A l’extrémité ouest de l’ensemble fortifié se trouve un poste d’observation et de mitrailleuse bétonné circulaire dit Tobruk-Stand, de type 58c (80 cm Ringstand - 8-eckig, sans préfixe VF) servant à la défense rapprochée. Ce bunker a conservé des marquages de tir : "100 Sch / 3 Min" (abréviation de Schusszahl, "nombre de coups" et "Minute").
Deux bunkers passifs de type VF1a (abréviation de Verstärkt Feldmässiger désignant des "fortifications semi-permanentes de campagne") permettaient chacun de loger 6 soldats dans une unique pièce de vie - chambre de troupe. Enterrés dans le sol (seules les dalles de couverture émergent), ces abris sont dotés de murs périphériques et d’une dalle de couverture d’un mètre d'épaisseur en béton armé : ils résiste aux éclats mais pas aux bombes perforantes. Ils sont dotés de deux entrées principales et d’une sortie de secours prenant la forme d’un puits muni d’échelon. S’ils sont aujourd’hui en partie remblayés (notamment celui situé le plus au sud dans le champ), inondés à certains moments de l’année et leurs entrées partiellement envahies par la végétation, leurs murs conservent des traces de peintures murales imitant des tapisseries : peinture tachetée de couleur ocre jaune et fleurs au pétale rouge, liseré de couleur bleue faisant frise... Aucune numérotation de l’ensemble fortifié ou du bunker n’a cependant pu être observée à l’intérieur.
Selon les instructions de combat (Kampfanweisung) de la forteresse de Brest en mars 1944, la construction d’un bunker de type 114a était également prévue pour l’ensemble fortifié "B 46".

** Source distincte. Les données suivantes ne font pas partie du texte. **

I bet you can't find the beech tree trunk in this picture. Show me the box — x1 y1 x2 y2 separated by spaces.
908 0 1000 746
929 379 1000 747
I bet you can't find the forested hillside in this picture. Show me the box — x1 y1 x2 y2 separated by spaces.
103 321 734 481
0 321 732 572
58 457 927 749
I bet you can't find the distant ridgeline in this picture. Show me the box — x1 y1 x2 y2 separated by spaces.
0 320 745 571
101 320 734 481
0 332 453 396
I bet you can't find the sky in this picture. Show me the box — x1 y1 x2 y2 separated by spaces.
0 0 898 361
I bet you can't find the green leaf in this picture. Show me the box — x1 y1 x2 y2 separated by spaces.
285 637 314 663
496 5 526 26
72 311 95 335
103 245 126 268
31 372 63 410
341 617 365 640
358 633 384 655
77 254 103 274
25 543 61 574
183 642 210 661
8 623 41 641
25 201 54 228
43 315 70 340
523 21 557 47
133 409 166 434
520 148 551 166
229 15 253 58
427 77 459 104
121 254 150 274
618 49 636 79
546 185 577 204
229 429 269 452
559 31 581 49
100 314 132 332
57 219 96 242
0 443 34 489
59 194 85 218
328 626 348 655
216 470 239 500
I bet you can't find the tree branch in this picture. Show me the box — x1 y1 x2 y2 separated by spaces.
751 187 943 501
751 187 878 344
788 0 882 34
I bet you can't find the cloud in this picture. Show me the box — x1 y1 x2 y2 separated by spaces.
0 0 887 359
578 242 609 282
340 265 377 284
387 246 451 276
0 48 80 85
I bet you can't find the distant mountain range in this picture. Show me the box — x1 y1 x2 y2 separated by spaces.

Les photographies aériennes d’août et septembre 1944 montrent ce secteur totalement ravagé et bouleversé par les bombardements. Les cratères en forme de cône allongés vers le sud-est sont attribuables aux tirs navals du cuirassé HMS Warspite depuis le large de Ploudalmézeau le 25 août : le fort de Keranroux est visé à 51 reprises avec ses canons de 15 pouces (obus de 381 mm). Plusieurs coups sont au but malgré la distance de plus de 25 km. Le fort et les nids de résistance des fossés anti-chars tombent le 13 septembre 1944. Sur les photographies aériennes de 1944 et 1955, les tranchées de communication entre les bunkers et les postes de mitrailleuse ouverts (Offene M.G.-Stände) sont plus ou moins visibles du fait des bombardements et des combats de la Libération, des remblais et de la remise en culture rapide des terres agricoles.
Dressé en 1947-1948, le rapport Pinczon du Sel fait état pour cet ensemble fortifié d’une casemate, de deux encuvements "avec des pièces légères", de trois abris et d’un poste d’observation et de mitrailleuse.

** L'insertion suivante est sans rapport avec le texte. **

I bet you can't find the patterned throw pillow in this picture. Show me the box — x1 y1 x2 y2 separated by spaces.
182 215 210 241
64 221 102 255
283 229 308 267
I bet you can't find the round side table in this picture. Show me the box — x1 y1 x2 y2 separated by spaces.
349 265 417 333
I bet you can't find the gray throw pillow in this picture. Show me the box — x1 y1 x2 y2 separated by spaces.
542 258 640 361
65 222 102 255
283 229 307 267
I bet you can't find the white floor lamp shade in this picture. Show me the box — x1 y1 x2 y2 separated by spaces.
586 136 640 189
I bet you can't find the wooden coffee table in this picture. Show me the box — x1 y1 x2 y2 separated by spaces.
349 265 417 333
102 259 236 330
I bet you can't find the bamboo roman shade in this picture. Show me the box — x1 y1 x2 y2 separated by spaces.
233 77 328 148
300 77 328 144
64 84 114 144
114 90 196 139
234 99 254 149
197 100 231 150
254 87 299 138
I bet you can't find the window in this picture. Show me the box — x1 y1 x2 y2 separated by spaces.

En 2022, alors que de nombreux arbres ont poussé sur le site au niveau de la rupture de pente, la casemate ouest semble toujours avoir conservé ses talus latéraux de protection (ils ont été arasés en août 2022). Légèrement à l’ouest de la casemate, périmètre marqué par plusieurs dépressions (correspondant à une ancienne carrière ?) et envahi par la végétation, des éléments métalliques non identifiés indiquent la présence d’une ancienne décharge. Au fond de celle-ci se trouvent les vestiges d'un poste d’observation et de mitrailleuse bétonné circulaire dit Tobruk-Stand (observation d'août 2022). La partie orientale de l’ensemble fortifié (entre l’encuvement situé près de la route et l’abri de type VF1a) a été aménagé en "terrain d’airsoft" ce qui a entraîné le creusement de tranchées notamment depuis l’un des bunkers - abris, l’installation de muret de protection en sac de terre et le dépôt de mobilier de récupération (état constaté sur le terrain en septembre 2021).